We found some pretty good buttons this year. I learned that LBJ is dead in terms of the value of his buttons, and my dad and a dealer had a pretty engaging conversation about cardboard backing vs. pinbacks on buttons. Some weird guy came up to my brother and showed him a picture of a Christmas tree that had political buttons on it, which you may think would be sort of a one-sided topic but as it turns out, my family also has a Christmas tree with political items that we put up every year. I saw a ferrotype of Lincoln that was selling for $3000. Other than that, it was a lot of middle-aged guys looking at buttons.
After the button show, my dad got horribly sick, but he still went through the button book and showed me some of his favorite buttons. I tried to take pictures of some buttons to put up here, but it turns out buttons don’t photograph well. But here’s what he pointed out:
--A McKinley goldbug. This is a bug with pictures of the candidates in the wings. William Jennings Bryan had silverbugs because the issue of the day was whether the country was going to have the gold standard or the silver standard.
--A Woodrow Wilson Peace Preparedness button that my dad likes because he bought it for a dime when he was ten.
--A button of FDR driving a boat. The button says, Don’t change pilots, re-elect FDR.
--The Landon sunflowers. Alf Landon was from Kansas and a lot of his buttons are brown with yellow petals on the border.

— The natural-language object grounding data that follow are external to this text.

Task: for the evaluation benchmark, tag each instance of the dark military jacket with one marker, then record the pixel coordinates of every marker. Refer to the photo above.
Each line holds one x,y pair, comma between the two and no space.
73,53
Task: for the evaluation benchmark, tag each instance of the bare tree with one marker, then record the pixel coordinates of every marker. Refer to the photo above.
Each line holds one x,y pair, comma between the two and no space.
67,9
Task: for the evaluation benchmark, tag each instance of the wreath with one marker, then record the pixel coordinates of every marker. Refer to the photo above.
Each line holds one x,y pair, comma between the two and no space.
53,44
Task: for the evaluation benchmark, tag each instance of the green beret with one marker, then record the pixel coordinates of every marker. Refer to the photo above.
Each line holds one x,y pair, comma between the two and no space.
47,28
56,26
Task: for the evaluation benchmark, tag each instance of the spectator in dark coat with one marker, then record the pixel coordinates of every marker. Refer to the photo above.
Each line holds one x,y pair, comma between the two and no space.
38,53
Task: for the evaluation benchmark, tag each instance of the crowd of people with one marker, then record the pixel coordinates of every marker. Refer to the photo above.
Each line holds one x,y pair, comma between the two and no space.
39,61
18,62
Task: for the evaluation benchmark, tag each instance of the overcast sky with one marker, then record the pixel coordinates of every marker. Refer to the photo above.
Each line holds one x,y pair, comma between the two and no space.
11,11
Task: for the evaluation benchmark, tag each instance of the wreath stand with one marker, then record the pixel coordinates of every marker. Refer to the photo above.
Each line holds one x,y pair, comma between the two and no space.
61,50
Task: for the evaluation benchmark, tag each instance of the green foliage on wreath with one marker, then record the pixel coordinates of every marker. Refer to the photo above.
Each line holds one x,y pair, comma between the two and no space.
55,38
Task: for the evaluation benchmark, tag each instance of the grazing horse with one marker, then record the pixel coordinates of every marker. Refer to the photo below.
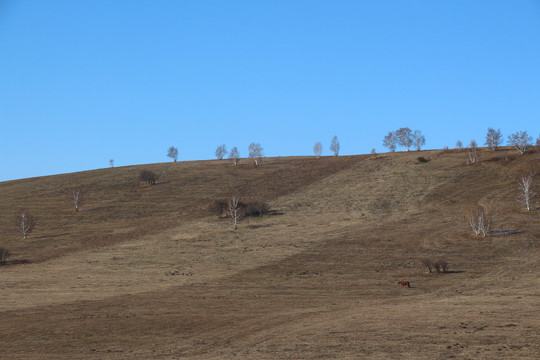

--The Willkie and Roosevelt slogan pins. Man oh man Willkie buttons are the most fun buttons of all! Here’s the deal with Willkie. He was a Democrat who switched parties to run against FDR in 1940, when FDR was up for this third term. People went ape-shit for Willkie, and this manifested itself through thousands of different buttons. They say fairly clever things like “Don’t be a third term-ite,” and the immense number of them led the FDR camp to release a button that said “All you can get from Willkie is buttons.” One of my dad’s favorite buttons is a button that says “Will” and dangling down from the button is a key. Will-key. Willkie. This is probably my favorite button of all-time as well. If my current job doesn’t pan out, I’m just going to become a Wendell Willkie scholar. He was fairly dapper as well.
--An Ike and Dick button that has a matching Mamie and Pat button. Fun fact: political items with two people on them are called jugates!
--A PT pontoon button for JFK. This was JFK’s favorite as well…he used to keep them in his pockets and hand them out to supporters.
--Goldwater buttons—My dad just loves Goldwater buttons. That is probably his specialty. There are a lot of buttons that say “A choice not an echo” or “In your heart you know he’s right” or simply, AuH20.
--Flashers. This one is not candidate-specific. Dad just likes all flasher buttons. They’re the ones you hold and then you move them and they say something different. This weekend we got a cool one that at one angle is a picture of Adlai Stevenson, and at the other angle, it says “Madly for Adlai.”
Also this weekend I came up with the word “Barackulous” which is like miraculous, but meant to denote a Barack Obama miracle. It is sadly too long to fit on a button.